LONDON — Britain’s beleaguered retailers have just been dealt one more rare challenge: snow.
Since fall, the British capital’s retailers have been wrestling with the global credit crunch, a recession, increasingly spooked consumers, and the rising cost of goods due to the falling value of the pound. Now they’re dealing with the fallout from the worst snowstorm to hit Britain in 18 years. More than six inches of snow fell Sunday night, with intermittent storms continuing through Monday, and more inclement weather expected today.
The bigger retailers remained open, but admitted footfall had dropped due to the weather. Smaller stores were forced to close due to a dearth of staff and customers.
Schools closed; bus and London Underground services were crippled for most of the day; Heathrow cancelled more than half its flights; roads were covered in ice, and over ground train passengers were told to stay home if possible.
“The weather has created a number of difficulties for retailers who are already tackling tough conditions because of the economy,” said Richard Dodd, a spokesman for the British Retail Consortium.
He tried, however, to put the day’s events into perspective: “It’s clearly caused some short-term disruption, but it won’t have a significant impact on the retail figures for the month. What’s had impact is the recession.”
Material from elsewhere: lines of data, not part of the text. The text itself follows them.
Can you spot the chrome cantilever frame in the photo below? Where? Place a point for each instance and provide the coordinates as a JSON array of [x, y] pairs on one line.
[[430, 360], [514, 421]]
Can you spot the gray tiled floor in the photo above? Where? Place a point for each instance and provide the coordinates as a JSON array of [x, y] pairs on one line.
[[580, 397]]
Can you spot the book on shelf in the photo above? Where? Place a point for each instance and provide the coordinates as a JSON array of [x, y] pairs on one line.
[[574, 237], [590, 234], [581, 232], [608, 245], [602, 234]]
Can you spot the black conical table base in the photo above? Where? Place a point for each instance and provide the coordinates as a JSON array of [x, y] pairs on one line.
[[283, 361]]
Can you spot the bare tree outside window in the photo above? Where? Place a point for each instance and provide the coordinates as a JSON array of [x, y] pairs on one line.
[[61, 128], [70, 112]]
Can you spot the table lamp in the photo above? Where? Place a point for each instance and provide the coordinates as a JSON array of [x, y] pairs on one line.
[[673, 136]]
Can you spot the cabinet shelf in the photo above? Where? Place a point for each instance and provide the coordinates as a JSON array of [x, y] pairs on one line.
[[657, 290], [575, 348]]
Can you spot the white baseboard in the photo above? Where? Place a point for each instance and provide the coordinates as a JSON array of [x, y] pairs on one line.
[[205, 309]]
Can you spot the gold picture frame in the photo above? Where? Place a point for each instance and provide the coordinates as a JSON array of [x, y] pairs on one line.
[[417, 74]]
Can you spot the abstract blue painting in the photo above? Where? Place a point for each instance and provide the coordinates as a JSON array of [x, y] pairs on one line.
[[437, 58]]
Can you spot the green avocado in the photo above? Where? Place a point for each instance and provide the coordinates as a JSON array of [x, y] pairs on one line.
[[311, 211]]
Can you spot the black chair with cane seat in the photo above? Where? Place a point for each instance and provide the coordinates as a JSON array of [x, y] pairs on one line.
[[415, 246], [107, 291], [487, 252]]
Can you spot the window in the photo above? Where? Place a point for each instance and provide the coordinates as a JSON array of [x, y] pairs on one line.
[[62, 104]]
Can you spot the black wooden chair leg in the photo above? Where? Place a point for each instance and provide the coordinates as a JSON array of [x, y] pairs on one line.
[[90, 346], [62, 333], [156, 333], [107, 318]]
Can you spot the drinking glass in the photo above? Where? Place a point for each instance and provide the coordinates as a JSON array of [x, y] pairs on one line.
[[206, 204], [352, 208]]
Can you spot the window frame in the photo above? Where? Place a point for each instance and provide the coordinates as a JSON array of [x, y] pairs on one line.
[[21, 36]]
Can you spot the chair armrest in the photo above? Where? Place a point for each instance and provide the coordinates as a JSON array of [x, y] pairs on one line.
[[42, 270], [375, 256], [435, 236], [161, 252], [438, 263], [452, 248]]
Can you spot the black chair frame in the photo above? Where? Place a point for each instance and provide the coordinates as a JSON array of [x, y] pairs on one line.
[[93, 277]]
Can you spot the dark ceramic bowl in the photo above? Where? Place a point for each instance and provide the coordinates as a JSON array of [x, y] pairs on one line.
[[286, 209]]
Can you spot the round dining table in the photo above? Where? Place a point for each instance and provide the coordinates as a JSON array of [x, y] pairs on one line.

Smaller, rather than larger, retailers appeared to be bearing the brunt of the storm, which was moving westward from Russia. “We’re not going to open today as our staff can’t get to Covent Garden,” said a spokeswoman for makeup brand Jelly Pong Pong. “It’s not good, as Monday is our busiest day, and in this climate we can’t afford not to be open.”
In Covent Garden, Shu Uemura, French Connection and Ugg all closed for the day at 11:30 a.m., while Mango said the shop floor was virtually deserted on Monday morning.
“There’s one person shopping, and this is the busiest we’ve been all day, so it’s not very good for us,“ said Jade Newark, the store’s supervisor.
Larger retailers such as Selfridges, Harvey Nichols and Harrods kept to normal business hours, but said staff had problems getting into work.
“Customers were here at 9:30 a.m. when we opened,” said a Selfridges spokeswoman. “We are slightly less busy, but it’s first thing Monday morning. Some of our staff haven’t been able to make it in, but others are coming in a bit later.”
A Harrods spokesman said it was business as usual despite the strange weather.
“Harrods opened today at the normal time. We will be constantly assessing the weather and making decisions about store opening times based on these observations. However, at the moment we are planning to open as normal throughout the week,” he said.
A spokeswoman for Marks & Spencer said the snow caused minimal disruptions on Monday.
“There are no plans to close stores tomorrow at this point. It all depends on the weather conditions. Some stores had staffing issues and didn’t open today, and a few are closing early. Like most retailers, some stores are closing up a little bit early today,” she said.
Meanwhile, one store in Primrose Hill saw a flurry of consumer activity, no doubt due to the closure of schools and consumers’ decisions not to go to work.
“It’s been unusually busy for a Monday,” said a spokeswoman for Lost in Beauty, a cosmetics store in Primrose Hill, north London.
“It’s been really positive and people are in a good mood. We’re seeing people we wouldn’t normally see on a Monday — families and couples who are embracing the weather fully.”